Liberals’ Heated Fascism Rhetoric Sidesteps Self-Reflection
In response to the threat of a second Donald Trump presidency, Democrats are dusting off apocalyptic rhetoric of looming fascism and total democratic collapse. It's a self-soothing deflection of responsibility more than anything else.

US president Joe Biden speaks to members of the media in Avoca, Pennsylvania, on April 17, 2024. (Andrew Caballero-Reynolds / AFP via Getty Images)
With Donald Trump now having secured the Republican nomination, Democrats and the dwindling number of “never-Trump” Republicans are once again rolling out the type of apocalyptic rhetoric about democracy’s imminent demise that dominated US political discourse in the late 2010s. “We have eight months to save our republic,” warned Liz Cheney. Likewise, the neoconservative Robert Kagan has prophesied that “a Trump dictatorship is increasingly inevitable,” and “we should stop pretending” otherwise.
Despite Trump’s loss in the 2020 election, this doom-and-gloom narrative, which frames democracy as perilously teetering on the verge of collapse, never really went away. During the 2022 midterm electoral campaign, well before Trump’s return, President Joe Biden argued that the “extreme MAGA philosophy” was “like semifascism,” while the liberal media anxiously worried that a tsunami-like “Red Wave” would wash away the republic.

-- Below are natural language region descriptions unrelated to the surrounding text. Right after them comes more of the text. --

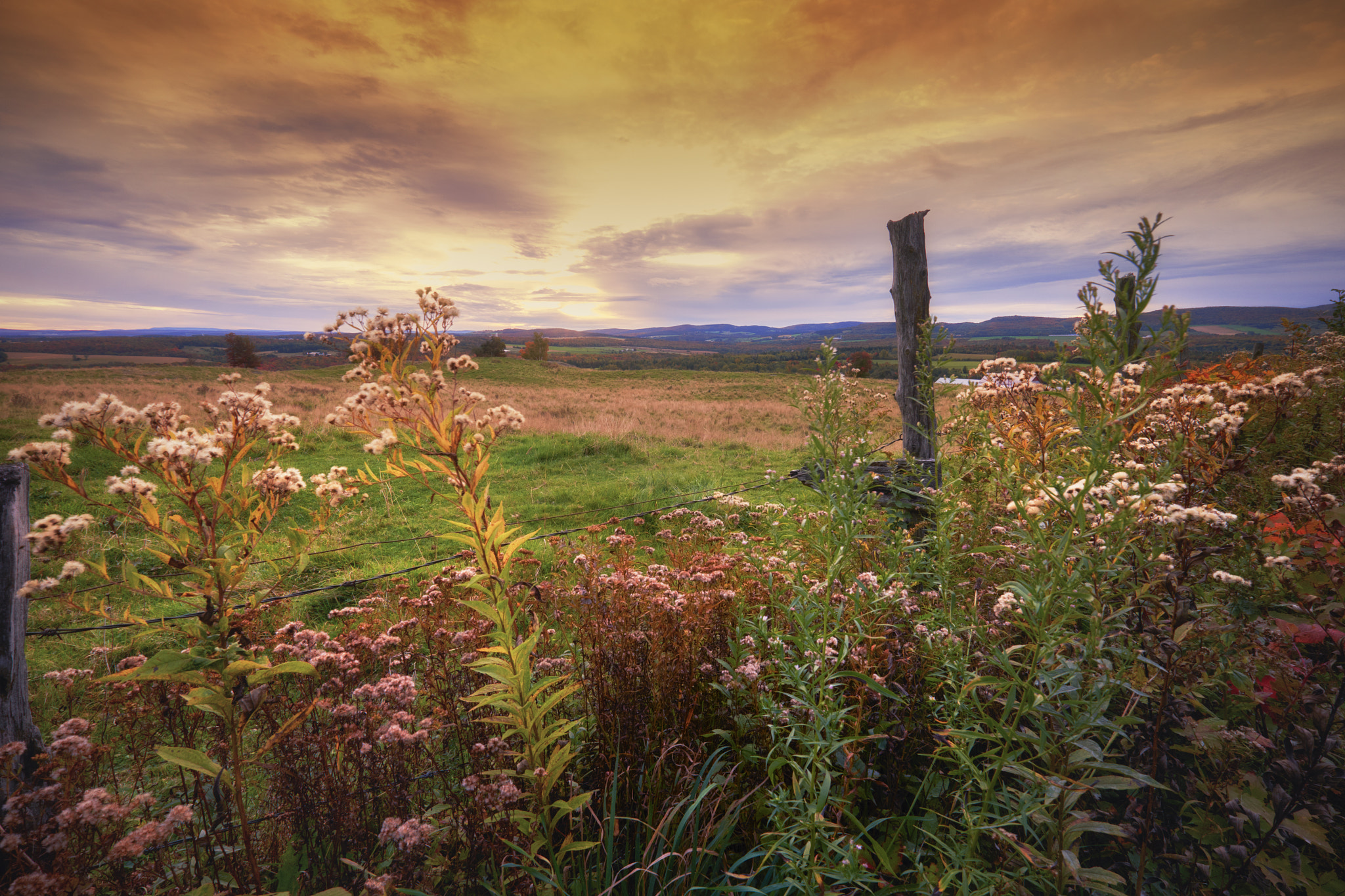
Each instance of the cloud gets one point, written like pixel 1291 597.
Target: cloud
pixel 674 163
pixel 686 234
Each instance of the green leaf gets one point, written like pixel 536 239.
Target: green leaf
pixel 1113 782
pixel 1302 826
pixel 577 847
pixel 195 761
pixel 294 667
pixel 242 667
pixel 210 700
pixel 156 668
pixel 870 683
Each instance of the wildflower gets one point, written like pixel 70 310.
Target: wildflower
pixel 407 834
pixel 1006 603
pixel 1228 578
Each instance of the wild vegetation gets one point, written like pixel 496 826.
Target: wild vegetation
pixel 1102 652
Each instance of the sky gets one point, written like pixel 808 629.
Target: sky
pixel 585 164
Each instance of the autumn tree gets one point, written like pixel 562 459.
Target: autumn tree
pixel 240 351
pixel 537 349
pixel 494 347
pixel 862 363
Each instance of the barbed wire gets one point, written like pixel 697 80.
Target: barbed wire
pixel 349 584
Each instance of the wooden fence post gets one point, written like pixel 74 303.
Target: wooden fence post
pixel 911 304
pixel 15 567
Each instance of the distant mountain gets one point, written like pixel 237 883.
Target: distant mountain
pixel 724 332
pixel 1013 326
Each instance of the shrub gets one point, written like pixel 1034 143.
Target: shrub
pixel 537 349
pixel 240 351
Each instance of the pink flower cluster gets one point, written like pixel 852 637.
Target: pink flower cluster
pixel 405 834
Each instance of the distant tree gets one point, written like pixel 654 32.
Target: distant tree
pixel 494 347
pixel 862 363
pixel 240 351
pixel 1336 323
pixel 537 349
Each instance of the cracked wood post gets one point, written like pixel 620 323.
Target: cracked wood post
pixel 911 304
pixel 15 565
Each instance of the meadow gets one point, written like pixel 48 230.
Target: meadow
pixel 1099 652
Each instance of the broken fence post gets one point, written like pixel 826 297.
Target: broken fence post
pixel 911 305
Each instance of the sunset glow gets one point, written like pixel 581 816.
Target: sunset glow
pixel 584 164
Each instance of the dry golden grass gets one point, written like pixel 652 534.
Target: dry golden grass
pixel 35 393
pixel 761 417
pixel 751 409
pixel 91 360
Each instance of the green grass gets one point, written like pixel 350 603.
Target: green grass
pixel 545 481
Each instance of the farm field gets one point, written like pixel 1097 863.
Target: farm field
pixel 89 360
pixel 592 440
pixel 801 689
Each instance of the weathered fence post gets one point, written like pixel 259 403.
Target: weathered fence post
pixel 911 304
pixel 15 566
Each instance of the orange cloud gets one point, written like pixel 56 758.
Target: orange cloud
pixel 286 159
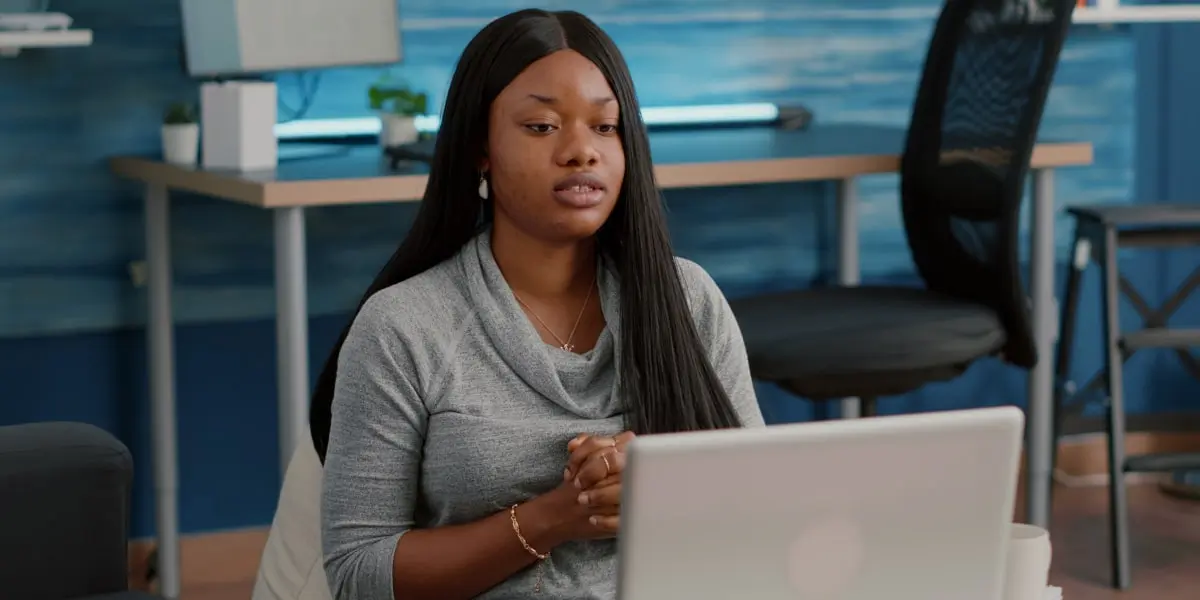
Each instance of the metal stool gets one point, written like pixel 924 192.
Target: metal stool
pixel 1099 233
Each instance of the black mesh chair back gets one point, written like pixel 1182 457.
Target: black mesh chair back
pixel 967 154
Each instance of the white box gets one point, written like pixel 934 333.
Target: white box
pixel 238 125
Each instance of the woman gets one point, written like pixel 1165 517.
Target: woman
pixel 472 419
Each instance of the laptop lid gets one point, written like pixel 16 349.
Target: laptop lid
pixel 894 508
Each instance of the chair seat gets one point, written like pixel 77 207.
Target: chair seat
pixel 1140 215
pixel 832 341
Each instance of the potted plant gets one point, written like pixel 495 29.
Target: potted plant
pixel 180 135
pixel 399 108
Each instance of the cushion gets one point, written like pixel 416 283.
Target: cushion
pixel 856 333
pixel 292 567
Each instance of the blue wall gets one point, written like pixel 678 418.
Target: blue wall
pixel 71 345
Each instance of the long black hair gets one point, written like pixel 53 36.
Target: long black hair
pixel 667 382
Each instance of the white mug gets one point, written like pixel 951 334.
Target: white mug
pixel 1027 569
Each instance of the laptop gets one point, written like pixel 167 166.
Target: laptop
pixel 892 508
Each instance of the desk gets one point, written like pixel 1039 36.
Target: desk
pixel 683 159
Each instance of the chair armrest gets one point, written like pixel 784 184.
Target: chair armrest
pixel 65 509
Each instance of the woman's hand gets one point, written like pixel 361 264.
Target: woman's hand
pixel 594 469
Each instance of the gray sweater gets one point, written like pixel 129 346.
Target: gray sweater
pixel 449 408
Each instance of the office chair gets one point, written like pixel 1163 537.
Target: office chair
pixel 963 177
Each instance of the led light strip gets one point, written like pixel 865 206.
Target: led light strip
pixel 709 114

After these various prognostications proved incorrect, one might have expected politicians, analysts, and casual observers to temper their rhetoric. Instead, the opposite happened. Commentators like Tara Setmayer, for example, maintained that “the intangible, largely esoteric concept of defending democracy” had been the cause of the Democrats’ success. Specifically, she claimed that high turnout in Georgia and Michigan, as well as increased voter engagement from younger Americans throughout the United States, proved that “democracy emerged as the big winner of 2022.” Put another way, Setmayer suggested that the apocalyptic rhetoric of the midterm campaigns was effective and thus should remain de rigueur.